Post Mortem: What Yesterday's Network Outage Looked
Like

Yesterday, around 16:36 GMT, we had an interruption to our network services. The interruption was caused by a combination of factors. First, we had an upstream bandwidth provider with some network issues that primarily affected our European data centers. Second, we misapplied a network rate limit in an attempt to mitigate a large DDoS our ops team had been fighting throughout the night.

CloudFlare is designed to make sites faster, safer and more reliable so any time an incident on our network causes any of our customers' sites to be unreachable it is unacceptable. I wanted to take some time to give you more of a sense of exactly what happened and what our ops and engineering teams have been working on since we got things restored in order to protect our network from incidents like this in the future.

Two Visible Events

The graph at the top of this post is the aggregate traffic across CloudFlare's eight European data centers. The green section represents traffic that is inbound to our network, the blue line represents traffic that is outbound from our network. Inbound traffic includes both requests that we receive from visitors to our customers' sites as well as any content that we pull from our customers' origin servers. Since we cache content on our network, the blue line should always be significantly above the green one.

Two things you notice from the graph: the big green spike around 13:30 GMT and the fall off in the blue line around 16:30 GMT. While the two were almost 3 hours apart, they are in fact related. Here's what happened.

Limited Network and a Nasty Attack

One of our upstream network providers began having issues in Europe so we routed traffic around their network, which concentrated more traffic than usual in some of our facilities in the region. These incidents happen all the time and our network is designed to make them invisible to our customers. Around 13:00 GMT, a very large DDoS attack was launched against one of our customer's websites. The initial attack was initially a basic layer 4 attack — sending a large amount of garbage traffic from a large number of infected machines to the site. The attack peaked at over 65 Gbps of traffic, much of that concentrated in Europe.

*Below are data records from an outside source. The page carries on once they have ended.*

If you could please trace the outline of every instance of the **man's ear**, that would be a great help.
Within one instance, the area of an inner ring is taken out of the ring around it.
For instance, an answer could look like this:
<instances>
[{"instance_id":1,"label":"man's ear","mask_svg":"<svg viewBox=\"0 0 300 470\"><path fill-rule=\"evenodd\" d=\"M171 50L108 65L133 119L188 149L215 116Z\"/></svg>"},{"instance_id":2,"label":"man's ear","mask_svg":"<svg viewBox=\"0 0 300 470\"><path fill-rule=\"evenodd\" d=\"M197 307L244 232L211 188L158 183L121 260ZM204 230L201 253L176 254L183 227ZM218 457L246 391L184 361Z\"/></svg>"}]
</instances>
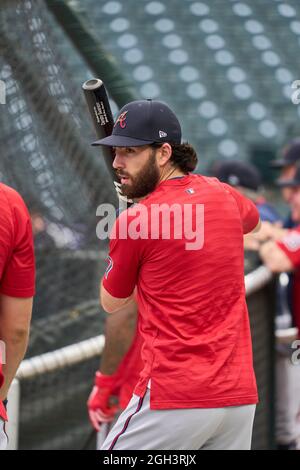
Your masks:
<instances>
[{"instance_id":1,"label":"man's ear","mask_svg":"<svg viewBox=\"0 0 300 470\"><path fill-rule=\"evenodd\" d=\"M172 147L168 143L164 143L157 152L157 163L159 166L165 166L172 156Z\"/></svg>"}]
</instances>

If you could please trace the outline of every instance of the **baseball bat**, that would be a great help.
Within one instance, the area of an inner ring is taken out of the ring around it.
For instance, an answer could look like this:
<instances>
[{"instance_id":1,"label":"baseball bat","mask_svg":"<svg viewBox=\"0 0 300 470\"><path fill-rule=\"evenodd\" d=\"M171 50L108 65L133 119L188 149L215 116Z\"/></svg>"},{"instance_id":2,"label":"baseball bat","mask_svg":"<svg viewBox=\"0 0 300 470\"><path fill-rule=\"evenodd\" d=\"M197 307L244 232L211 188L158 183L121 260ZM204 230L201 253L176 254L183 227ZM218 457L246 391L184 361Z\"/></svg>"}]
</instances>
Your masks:
<instances>
[{"instance_id":1,"label":"baseball bat","mask_svg":"<svg viewBox=\"0 0 300 470\"><path fill-rule=\"evenodd\" d=\"M103 139L104 137L111 135L114 127L114 118L111 112L108 95L104 83L99 78L93 78L84 82L82 85L82 89L96 131L97 138ZM102 153L106 163L106 167L113 180L119 201L122 201L123 204L123 207L120 207L120 209L126 209L131 205L131 201L127 200L127 198L122 195L121 183L112 166L113 160L115 158L115 153L111 147L102 147ZM109 430L110 426L107 423L102 423L101 430L99 433L97 433L97 449L99 449L103 444ZM94 430L90 432L86 442L84 443L83 449L89 448L95 436L95 432L96 431Z\"/></svg>"},{"instance_id":2,"label":"baseball bat","mask_svg":"<svg viewBox=\"0 0 300 470\"><path fill-rule=\"evenodd\" d=\"M90 116L92 118L92 122L94 124L97 138L103 139L104 137L111 135L114 127L114 118L111 112L108 95L103 81L99 78L87 80L82 85L82 89ZM102 154L119 199L129 206L130 201L128 201L127 198L122 195L121 183L112 166L113 160L115 158L114 150L112 147L103 146Z\"/></svg>"}]
</instances>

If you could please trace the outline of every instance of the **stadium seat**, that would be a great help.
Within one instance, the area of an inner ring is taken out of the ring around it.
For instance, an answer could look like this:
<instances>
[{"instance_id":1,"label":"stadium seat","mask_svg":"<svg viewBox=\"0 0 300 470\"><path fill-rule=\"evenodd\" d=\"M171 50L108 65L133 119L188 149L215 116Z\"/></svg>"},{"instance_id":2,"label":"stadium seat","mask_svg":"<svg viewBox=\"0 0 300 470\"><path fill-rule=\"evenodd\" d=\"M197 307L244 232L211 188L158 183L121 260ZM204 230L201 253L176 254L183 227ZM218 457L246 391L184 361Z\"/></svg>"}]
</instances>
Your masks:
<instances>
[{"instance_id":1,"label":"stadium seat","mask_svg":"<svg viewBox=\"0 0 300 470\"><path fill-rule=\"evenodd\" d=\"M280 146L291 128L297 133L290 101L299 78L296 0L236 0L226 8L223 0L85 3L93 31L137 98L168 102L186 138L196 149L205 146L199 171L217 157L247 159L252 143Z\"/></svg>"}]
</instances>

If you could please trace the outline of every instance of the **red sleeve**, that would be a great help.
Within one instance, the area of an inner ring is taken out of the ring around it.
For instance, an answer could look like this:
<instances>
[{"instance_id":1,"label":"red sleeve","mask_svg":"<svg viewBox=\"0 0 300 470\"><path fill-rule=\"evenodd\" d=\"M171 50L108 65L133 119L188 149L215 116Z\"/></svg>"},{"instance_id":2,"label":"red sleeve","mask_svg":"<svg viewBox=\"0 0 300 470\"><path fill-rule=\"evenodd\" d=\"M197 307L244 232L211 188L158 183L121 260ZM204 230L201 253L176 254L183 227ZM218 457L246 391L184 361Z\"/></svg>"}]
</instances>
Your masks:
<instances>
[{"instance_id":1,"label":"red sleeve","mask_svg":"<svg viewBox=\"0 0 300 470\"><path fill-rule=\"evenodd\" d=\"M5 201L8 206L5 220L8 230L6 239L2 238L1 242L10 249L3 266L0 293L11 297L32 297L35 293L35 261L30 216L16 191L2 185L1 192L1 202Z\"/></svg>"},{"instance_id":2,"label":"red sleeve","mask_svg":"<svg viewBox=\"0 0 300 470\"><path fill-rule=\"evenodd\" d=\"M256 205L229 184L221 184L223 188L233 196L237 203L243 224L243 233L251 232L257 226L260 218Z\"/></svg>"},{"instance_id":3,"label":"red sleeve","mask_svg":"<svg viewBox=\"0 0 300 470\"><path fill-rule=\"evenodd\" d=\"M110 295L125 299L136 286L139 271L140 239L129 236L128 227L133 221L130 212L124 211L116 220L112 230L107 257L107 268L103 277L103 286Z\"/></svg>"},{"instance_id":4,"label":"red sleeve","mask_svg":"<svg viewBox=\"0 0 300 470\"><path fill-rule=\"evenodd\" d=\"M280 241L276 242L284 251L295 268L300 267L300 225L292 230Z\"/></svg>"}]
</instances>

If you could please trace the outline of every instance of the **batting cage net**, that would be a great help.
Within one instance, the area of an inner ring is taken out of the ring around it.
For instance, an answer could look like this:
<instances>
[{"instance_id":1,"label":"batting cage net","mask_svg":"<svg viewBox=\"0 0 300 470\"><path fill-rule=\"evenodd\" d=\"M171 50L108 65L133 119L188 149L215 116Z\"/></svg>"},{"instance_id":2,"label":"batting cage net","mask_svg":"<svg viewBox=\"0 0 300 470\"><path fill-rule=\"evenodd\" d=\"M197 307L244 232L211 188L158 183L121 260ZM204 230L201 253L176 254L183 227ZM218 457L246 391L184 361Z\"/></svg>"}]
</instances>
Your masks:
<instances>
[{"instance_id":1,"label":"batting cage net","mask_svg":"<svg viewBox=\"0 0 300 470\"><path fill-rule=\"evenodd\" d=\"M2 1L0 21L0 79L6 89L0 172L1 181L23 196L32 218L37 265L27 354L32 357L102 331L98 290L106 243L96 237L96 209L116 200L99 152L90 148L95 136L81 93L81 83L91 77L88 67L74 53L73 66L79 63L82 72L74 80L57 47L67 38L45 2ZM78 427L89 424L82 407L80 416L76 411L98 362L24 383L20 448L80 447ZM51 429L60 428L60 420L68 422L68 431L58 436Z\"/></svg>"},{"instance_id":2,"label":"batting cage net","mask_svg":"<svg viewBox=\"0 0 300 470\"><path fill-rule=\"evenodd\" d=\"M96 209L115 202L99 152L90 148L94 133L80 83L58 53L53 21L43 1L2 2L0 171L23 196L33 223L37 296L30 355L56 349L59 338L76 341L70 320L82 323L83 336L92 334L93 318L85 322L80 306L97 299L104 266Z\"/></svg>"},{"instance_id":3,"label":"batting cage net","mask_svg":"<svg viewBox=\"0 0 300 470\"><path fill-rule=\"evenodd\" d=\"M6 94L0 107L0 176L29 207L37 261L28 358L92 338L103 328L97 299L107 245L96 237L96 209L103 202L116 204L116 198L99 150L90 147L95 135L83 102L83 81L103 78L108 65L119 64L136 98L172 105L184 137L199 150L201 169L219 155L246 159L254 143L271 148L271 158L273 145L296 132L292 123L298 111L286 94L296 67L296 26L286 36L285 63L279 57L284 41L278 40L277 58L276 51L262 51L259 64L251 62L257 55L251 35L264 28L272 35L268 25L279 21L272 8L265 8L268 16L261 16L259 26L260 2L253 3L250 14L234 5L233 12L224 11L219 1L1 0L0 83ZM75 28L75 17L63 27L71 16L59 16L60 6L76 10L86 26L85 38L87 30L95 33L97 52L95 43L86 43L84 53L76 49L75 36L83 33L76 29L78 22ZM184 27L177 34L179 22ZM95 66L100 48L107 51L102 69L99 62ZM108 91L121 105L116 97L123 89L122 75L112 76L111 83ZM116 112L113 100L111 105ZM264 286L249 298L261 397L254 448L273 442L270 289ZM83 447L90 432L85 403L98 361L94 357L21 381L19 448Z\"/></svg>"}]
</instances>

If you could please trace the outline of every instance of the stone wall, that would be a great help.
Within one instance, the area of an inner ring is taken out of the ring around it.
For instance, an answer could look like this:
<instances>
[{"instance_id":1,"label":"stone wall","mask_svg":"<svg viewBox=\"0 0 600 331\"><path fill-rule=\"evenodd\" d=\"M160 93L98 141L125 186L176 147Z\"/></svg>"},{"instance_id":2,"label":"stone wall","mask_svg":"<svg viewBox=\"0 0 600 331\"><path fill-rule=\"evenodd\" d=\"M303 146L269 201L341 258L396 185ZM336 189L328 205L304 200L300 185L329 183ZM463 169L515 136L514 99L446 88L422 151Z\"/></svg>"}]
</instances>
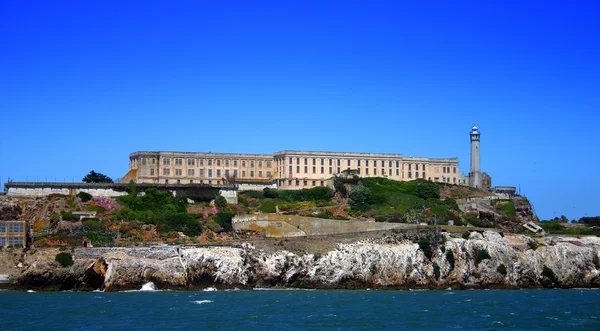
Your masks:
<instances>
[{"instance_id":1,"label":"stone wall","mask_svg":"<svg viewBox=\"0 0 600 331\"><path fill-rule=\"evenodd\" d=\"M234 230L256 231L271 238L310 237L391 229L418 229L420 227L404 223L332 220L282 214L252 214L233 218Z\"/></svg>"}]
</instances>

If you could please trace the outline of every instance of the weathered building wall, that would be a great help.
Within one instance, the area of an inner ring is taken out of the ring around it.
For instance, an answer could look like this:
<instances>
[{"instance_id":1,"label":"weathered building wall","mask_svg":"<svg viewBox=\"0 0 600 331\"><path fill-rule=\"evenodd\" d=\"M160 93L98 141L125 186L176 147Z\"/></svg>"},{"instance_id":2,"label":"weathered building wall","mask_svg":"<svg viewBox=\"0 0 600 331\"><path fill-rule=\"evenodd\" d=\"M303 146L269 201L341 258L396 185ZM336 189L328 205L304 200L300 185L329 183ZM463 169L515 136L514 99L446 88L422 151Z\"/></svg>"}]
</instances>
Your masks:
<instances>
[{"instance_id":1,"label":"weathered building wall","mask_svg":"<svg viewBox=\"0 0 600 331\"><path fill-rule=\"evenodd\" d=\"M332 220L282 214L253 214L233 218L234 230L261 232L266 237L272 238L321 236L400 228L416 229L419 227L419 225L403 223Z\"/></svg>"}]
</instances>

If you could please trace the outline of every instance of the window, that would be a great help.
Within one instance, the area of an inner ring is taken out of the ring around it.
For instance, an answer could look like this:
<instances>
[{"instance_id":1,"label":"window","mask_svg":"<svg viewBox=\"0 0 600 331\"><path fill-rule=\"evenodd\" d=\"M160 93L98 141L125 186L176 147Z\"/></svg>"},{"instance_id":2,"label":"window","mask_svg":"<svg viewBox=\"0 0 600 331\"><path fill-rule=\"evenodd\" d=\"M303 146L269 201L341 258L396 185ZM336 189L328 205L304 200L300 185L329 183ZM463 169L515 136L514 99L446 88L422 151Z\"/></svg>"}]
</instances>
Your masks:
<instances>
[{"instance_id":1,"label":"window","mask_svg":"<svg viewBox=\"0 0 600 331\"><path fill-rule=\"evenodd\" d=\"M329 165L333 165L333 160L329 159Z\"/></svg>"},{"instance_id":2,"label":"window","mask_svg":"<svg viewBox=\"0 0 600 331\"><path fill-rule=\"evenodd\" d=\"M396 168L400 167L400 161L396 161Z\"/></svg>"},{"instance_id":3,"label":"window","mask_svg":"<svg viewBox=\"0 0 600 331\"><path fill-rule=\"evenodd\" d=\"M234 175L235 177L237 177L237 175L238 175L238 171L237 171L237 169L234 169L234 170L233 170L233 175Z\"/></svg>"},{"instance_id":4,"label":"window","mask_svg":"<svg viewBox=\"0 0 600 331\"><path fill-rule=\"evenodd\" d=\"M456 173L456 167L452 168L452 172Z\"/></svg>"},{"instance_id":5,"label":"window","mask_svg":"<svg viewBox=\"0 0 600 331\"><path fill-rule=\"evenodd\" d=\"M376 167L377 166L377 161L373 160L373 166Z\"/></svg>"},{"instance_id":6,"label":"window","mask_svg":"<svg viewBox=\"0 0 600 331\"><path fill-rule=\"evenodd\" d=\"M415 178L419 178L419 172L415 171Z\"/></svg>"},{"instance_id":7,"label":"window","mask_svg":"<svg viewBox=\"0 0 600 331\"><path fill-rule=\"evenodd\" d=\"M396 176L400 176L400 169L396 169Z\"/></svg>"},{"instance_id":8,"label":"window","mask_svg":"<svg viewBox=\"0 0 600 331\"><path fill-rule=\"evenodd\" d=\"M242 177L246 177L246 170L242 170Z\"/></svg>"},{"instance_id":9,"label":"window","mask_svg":"<svg viewBox=\"0 0 600 331\"><path fill-rule=\"evenodd\" d=\"M333 170L331 167L329 167L329 174L331 175L333 173Z\"/></svg>"},{"instance_id":10,"label":"window","mask_svg":"<svg viewBox=\"0 0 600 331\"><path fill-rule=\"evenodd\" d=\"M212 161L213 161L213 160L208 160L208 166L209 166L209 167L210 167L210 166L212 166Z\"/></svg>"},{"instance_id":11,"label":"window","mask_svg":"<svg viewBox=\"0 0 600 331\"><path fill-rule=\"evenodd\" d=\"M181 169L175 169L175 176L181 176L182 173Z\"/></svg>"},{"instance_id":12,"label":"window","mask_svg":"<svg viewBox=\"0 0 600 331\"><path fill-rule=\"evenodd\" d=\"M299 174L300 173L300 166L296 166L296 173Z\"/></svg>"},{"instance_id":13,"label":"window","mask_svg":"<svg viewBox=\"0 0 600 331\"><path fill-rule=\"evenodd\" d=\"M229 177L229 169L225 169L225 177Z\"/></svg>"},{"instance_id":14,"label":"window","mask_svg":"<svg viewBox=\"0 0 600 331\"><path fill-rule=\"evenodd\" d=\"M221 166L221 160L217 160L217 167Z\"/></svg>"},{"instance_id":15,"label":"window","mask_svg":"<svg viewBox=\"0 0 600 331\"><path fill-rule=\"evenodd\" d=\"M212 178L213 176L213 171L212 169L208 169L208 178ZM210 184L210 182L208 182Z\"/></svg>"},{"instance_id":16,"label":"window","mask_svg":"<svg viewBox=\"0 0 600 331\"><path fill-rule=\"evenodd\" d=\"M8 246L23 245L22 237L8 237Z\"/></svg>"},{"instance_id":17,"label":"window","mask_svg":"<svg viewBox=\"0 0 600 331\"><path fill-rule=\"evenodd\" d=\"M271 168L271 161L267 161L267 168Z\"/></svg>"},{"instance_id":18,"label":"window","mask_svg":"<svg viewBox=\"0 0 600 331\"><path fill-rule=\"evenodd\" d=\"M267 171L267 177L271 178L271 172L270 171Z\"/></svg>"},{"instance_id":19,"label":"window","mask_svg":"<svg viewBox=\"0 0 600 331\"><path fill-rule=\"evenodd\" d=\"M201 167L204 167L204 160L203 159L198 160L198 165Z\"/></svg>"},{"instance_id":20,"label":"window","mask_svg":"<svg viewBox=\"0 0 600 331\"><path fill-rule=\"evenodd\" d=\"M324 186L324 185L325 185L325 183L323 181L321 181L321 186Z\"/></svg>"},{"instance_id":21,"label":"window","mask_svg":"<svg viewBox=\"0 0 600 331\"><path fill-rule=\"evenodd\" d=\"M325 165L325 159L321 159L321 165Z\"/></svg>"},{"instance_id":22,"label":"window","mask_svg":"<svg viewBox=\"0 0 600 331\"><path fill-rule=\"evenodd\" d=\"M390 169L390 171L388 172L388 176L391 176L393 174L392 169Z\"/></svg>"},{"instance_id":23,"label":"window","mask_svg":"<svg viewBox=\"0 0 600 331\"><path fill-rule=\"evenodd\" d=\"M171 169L163 168L163 176L171 175Z\"/></svg>"},{"instance_id":24,"label":"window","mask_svg":"<svg viewBox=\"0 0 600 331\"><path fill-rule=\"evenodd\" d=\"M356 172L360 175L360 168L357 168Z\"/></svg>"},{"instance_id":25,"label":"window","mask_svg":"<svg viewBox=\"0 0 600 331\"><path fill-rule=\"evenodd\" d=\"M246 168L246 161L242 161L242 168Z\"/></svg>"},{"instance_id":26,"label":"window","mask_svg":"<svg viewBox=\"0 0 600 331\"><path fill-rule=\"evenodd\" d=\"M369 160L365 160L365 166L369 166Z\"/></svg>"},{"instance_id":27,"label":"window","mask_svg":"<svg viewBox=\"0 0 600 331\"><path fill-rule=\"evenodd\" d=\"M254 161L250 161L250 168L254 168Z\"/></svg>"},{"instance_id":28,"label":"window","mask_svg":"<svg viewBox=\"0 0 600 331\"><path fill-rule=\"evenodd\" d=\"M452 178L452 182L456 184L456 177Z\"/></svg>"},{"instance_id":29,"label":"window","mask_svg":"<svg viewBox=\"0 0 600 331\"><path fill-rule=\"evenodd\" d=\"M258 172L258 177L262 177L262 171Z\"/></svg>"},{"instance_id":30,"label":"window","mask_svg":"<svg viewBox=\"0 0 600 331\"><path fill-rule=\"evenodd\" d=\"M308 164L308 159L304 159L304 165Z\"/></svg>"},{"instance_id":31,"label":"window","mask_svg":"<svg viewBox=\"0 0 600 331\"><path fill-rule=\"evenodd\" d=\"M417 170L417 171L419 170L419 165L418 164L415 164L415 170Z\"/></svg>"},{"instance_id":32,"label":"window","mask_svg":"<svg viewBox=\"0 0 600 331\"><path fill-rule=\"evenodd\" d=\"M194 176L194 169L188 169L188 176Z\"/></svg>"},{"instance_id":33,"label":"window","mask_svg":"<svg viewBox=\"0 0 600 331\"><path fill-rule=\"evenodd\" d=\"M408 172L408 178L412 178L412 172Z\"/></svg>"},{"instance_id":34,"label":"window","mask_svg":"<svg viewBox=\"0 0 600 331\"><path fill-rule=\"evenodd\" d=\"M154 168L150 169L150 176L154 176Z\"/></svg>"},{"instance_id":35,"label":"window","mask_svg":"<svg viewBox=\"0 0 600 331\"><path fill-rule=\"evenodd\" d=\"M0 232L1 233L6 232L6 224L4 224L4 223L0 224Z\"/></svg>"},{"instance_id":36,"label":"window","mask_svg":"<svg viewBox=\"0 0 600 331\"><path fill-rule=\"evenodd\" d=\"M194 184L194 180L193 179L190 179L190 184Z\"/></svg>"},{"instance_id":37,"label":"window","mask_svg":"<svg viewBox=\"0 0 600 331\"><path fill-rule=\"evenodd\" d=\"M357 165L360 167L360 160L357 161Z\"/></svg>"},{"instance_id":38,"label":"window","mask_svg":"<svg viewBox=\"0 0 600 331\"><path fill-rule=\"evenodd\" d=\"M217 177L221 177L221 169L217 169Z\"/></svg>"},{"instance_id":39,"label":"window","mask_svg":"<svg viewBox=\"0 0 600 331\"><path fill-rule=\"evenodd\" d=\"M304 173L307 174L308 173L308 167L304 166Z\"/></svg>"},{"instance_id":40,"label":"window","mask_svg":"<svg viewBox=\"0 0 600 331\"><path fill-rule=\"evenodd\" d=\"M290 160L291 160L291 159L292 159L292 158L290 158ZM292 161L290 161L290 163L292 163ZM289 186L292 186L292 180L291 180L291 179L290 179L290 180L288 180L288 185L289 185Z\"/></svg>"},{"instance_id":41,"label":"window","mask_svg":"<svg viewBox=\"0 0 600 331\"><path fill-rule=\"evenodd\" d=\"M181 159L175 159L175 165L182 165L183 161Z\"/></svg>"},{"instance_id":42,"label":"window","mask_svg":"<svg viewBox=\"0 0 600 331\"><path fill-rule=\"evenodd\" d=\"M292 163L293 163L293 162L292 162L292 158L290 157L290 164L292 164ZM292 183L290 183L290 185L292 185Z\"/></svg>"},{"instance_id":43,"label":"window","mask_svg":"<svg viewBox=\"0 0 600 331\"><path fill-rule=\"evenodd\" d=\"M325 173L325 167L321 167L321 173L324 174Z\"/></svg>"},{"instance_id":44,"label":"window","mask_svg":"<svg viewBox=\"0 0 600 331\"><path fill-rule=\"evenodd\" d=\"M340 160L337 160L337 165L338 165L338 167L340 166ZM338 170L338 172L339 172L339 170Z\"/></svg>"},{"instance_id":45,"label":"window","mask_svg":"<svg viewBox=\"0 0 600 331\"><path fill-rule=\"evenodd\" d=\"M348 160L348 166L350 166L350 160Z\"/></svg>"},{"instance_id":46,"label":"window","mask_svg":"<svg viewBox=\"0 0 600 331\"><path fill-rule=\"evenodd\" d=\"M237 160L233 160L233 166L237 167Z\"/></svg>"},{"instance_id":47,"label":"window","mask_svg":"<svg viewBox=\"0 0 600 331\"><path fill-rule=\"evenodd\" d=\"M225 160L225 166L229 167L229 160Z\"/></svg>"},{"instance_id":48,"label":"window","mask_svg":"<svg viewBox=\"0 0 600 331\"><path fill-rule=\"evenodd\" d=\"M262 168L262 161L258 161L258 167Z\"/></svg>"},{"instance_id":49,"label":"window","mask_svg":"<svg viewBox=\"0 0 600 331\"><path fill-rule=\"evenodd\" d=\"M188 165L189 166L196 165L196 160L194 160L194 159L188 159Z\"/></svg>"},{"instance_id":50,"label":"window","mask_svg":"<svg viewBox=\"0 0 600 331\"><path fill-rule=\"evenodd\" d=\"M425 171L425 165L424 164L423 164L423 166L421 168L423 168L423 171Z\"/></svg>"},{"instance_id":51,"label":"window","mask_svg":"<svg viewBox=\"0 0 600 331\"><path fill-rule=\"evenodd\" d=\"M181 180L180 179L177 180L177 184L181 184Z\"/></svg>"},{"instance_id":52,"label":"window","mask_svg":"<svg viewBox=\"0 0 600 331\"><path fill-rule=\"evenodd\" d=\"M156 159L150 159L150 160L152 161L152 162L150 162L150 163L152 163L152 164L156 164Z\"/></svg>"},{"instance_id":53,"label":"window","mask_svg":"<svg viewBox=\"0 0 600 331\"><path fill-rule=\"evenodd\" d=\"M296 179L296 186L300 186L300 181Z\"/></svg>"},{"instance_id":54,"label":"window","mask_svg":"<svg viewBox=\"0 0 600 331\"><path fill-rule=\"evenodd\" d=\"M204 169L200 169L200 177L204 177Z\"/></svg>"},{"instance_id":55,"label":"window","mask_svg":"<svg viewBox=\"0 0 600 331\"><path fill-rule=\"evenodd\" d=\"M313 174L317 173L317 167L313 167Z\"/></svg>"},{"instance_id":56,"label":"window","mask_svg":"<svg viewBox=\"0 0 600 331\"><path fill-rule=\"evenodd\" d=\"M365 169L365 175L367 175L367 176L369 175L369 168Z\"/></svg>"},{"instance_id":57,"label":"window","mask_svg":"<svg viewBox=\"0 0 600 331\"><path fill-rule=\"evenodd\" d=\"M339 174L339 173L341 173L341 171L340 171L340 167L338 167L338 168L337 168L337 173L338 173L338 174Z\"/></svg>"},{"instance_id":58,"label":"window","mask_svg":"<svg viewBox=\"0 0 600 331\"><path fill-rule=\"evenodd\" d=\"M390 165L389 165L389 167L390 167L390 168L392 167L392 161L390 161Z\"/></svg>"},{"instance_id":59,"label":"window","mask_svg":"<svg viewBox=\"0 0 600 331\"><path fill-rule=\"evenodd\" d=\"M308 186L308 181L307 181L307 180L303 180L303 181L302 181L302 185L304 185L304 186Z\"/></svg>"},{"instance_id":60,"label":"window","mask_svg":"<svg viewBox=\"0 0 600 331\"><path fill-rule=\"evenodd\" d=\"M290 166L290 175L292 174L292 166Z\"/></svg>"},{"instance_id":61,"label":"window","mask_svg":"<svg viewBox=\"0 0 600 331\"><path fill-rule=\"evenodd\" d=\"M373 175L377 175L377 168L373 169Z\"/></svg>"},{"instance_id":62,"label":"window","mask_svg":"<svg viewBox=\"0 0 600 331\"><path fill-rule=\"evenodd\" d=\"M315 186L316 184L317 184L317 182L313 180L312 181L312 186Z\"/></svg>"},{"instance_id":63,"label":"window","mask_svg":"<svg viewBox=\"0 0 600 331\"><path fill-rule=\"evenodd\" d=\"M165 179L165 184L169 184L169 180L168 179Z\"/></svg>"},{"instance_id":64,"label":"window","mask_svg":"<svg viewBox=\"0 0 600 331\"><path fill-rule=\"evenodd\" d=\"M412 164L410 164L410 163L408 164L408 171L410 171L410 167L411 167L411 165L412 165Z\"/></svg>"},{"instance_id":65,"label":"window","mask_svg":"<svg viewBox=\"0 0 600 331\"><path fill-rule=\"evenodd\" d=\"M425 178L425 172L421 173L421 178Z\"/></svg>"},{"instance_id":66,"label":"window","mask_svg":"<svg viewBox=\"0 0 600 331\"><path fill-rule=\"evenodd\" d=\"M8 232L24 232L24 224L23 223L8 223Z\"/></svg>"},{"instance_id":67,"label":"window","mask_svg":"<svg viewBox=\"0 0 600 331\"><path fill-rule=\"evenodd\" d=\"M146 158L142 158L142 165L146 165Z\"/></svg>"},{"instance_id":68,"label":"window","mask_svg":"<svg viewBox=\"0 0 600 331\"><path fill-rule=\"evenodd\" d=\"M317 159L312 159L313 160L313 165L317 164Z\"/></svg>"},{"instance_id":69,"label":"window","mask_svg":"<svg viewBox=\"0 0 600 331\"><path fill-rule=\"evenodd\" d=\"M254 177L254 171L250 171L250 177Z\"/></svg>"},{"instance_id":70,"label":"window","mask_svg":"<svg viewBox=\"0 0 600 331\"><path fill-rule=\"evenodd\" d=\"M163 159L163 165L171 165L171 159Z\"/></svg>"}]
</instances>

This attack is represented by the big green spike in the graph above. It was a lot of traffic, but nothing our network can't handle. We're pretty good at stopping simple attacks like this and, by 13:30 GMT, that attacker had largely stopped with that simple attack vector. During that time, the attack didn't affect any other customers on our network. Nothing so far is atypical for a normal day at CloudFlare.

Mitigation and a Mistake

The attacker switched to trying other vectors over the next several hours. While we have automated systems to deal with many of these attacks, the size of the attack was sufficient that several members of our ops team were monitoring the situation and manually adjusting routing and rules in order to ensure the customer under attack stayed online and none of the rest of the network was impacted.

Around 16:30 GMT the attacker switched vectors again. Our team implemented a new rate limit. The rate limit was supposed to apply only to the affected customer, but was misapplied to a wider number of customers. Because traffic was already concentrated in Europe more so than usual, the misapplied network rate limit impacted a large number of customers in the region. There was some spillover to traffic to our facilities in North America and Asia Pacific, however the brunt of the outage was felt in Europe.

As you can see from the graph, both inbound and outbound traffic fell off almost entirely in the region. We realized our mistake and reverted the rate limit. In some cases, the rate limit also affected BGP announcements that setup routes to our network. The spikes on the graph you see over the next hour are from the network routing rebalancing in the region.

Sanity Checks

We have been working to automate more and more of our attack mitigation. For most manual changes that could affect our network we have sanity checks in place to ensure mistake don't make it into production. The events of today have exposed one more place we need to put such checks in place. Our team worked yesterday to build additional sanity checks to protect against something similar to this happening again in the future.

CloudFlare has grown very quickly because we provide a service many websites need in a way that is affordable and easy for anyone to implement. Core to what we do is ensuring the uptime and availability of our network. We let many of our customers down yesterday. We will learn from the outage and continue to work toward implementing systems that ensure our network is among the most reliable on the Internet.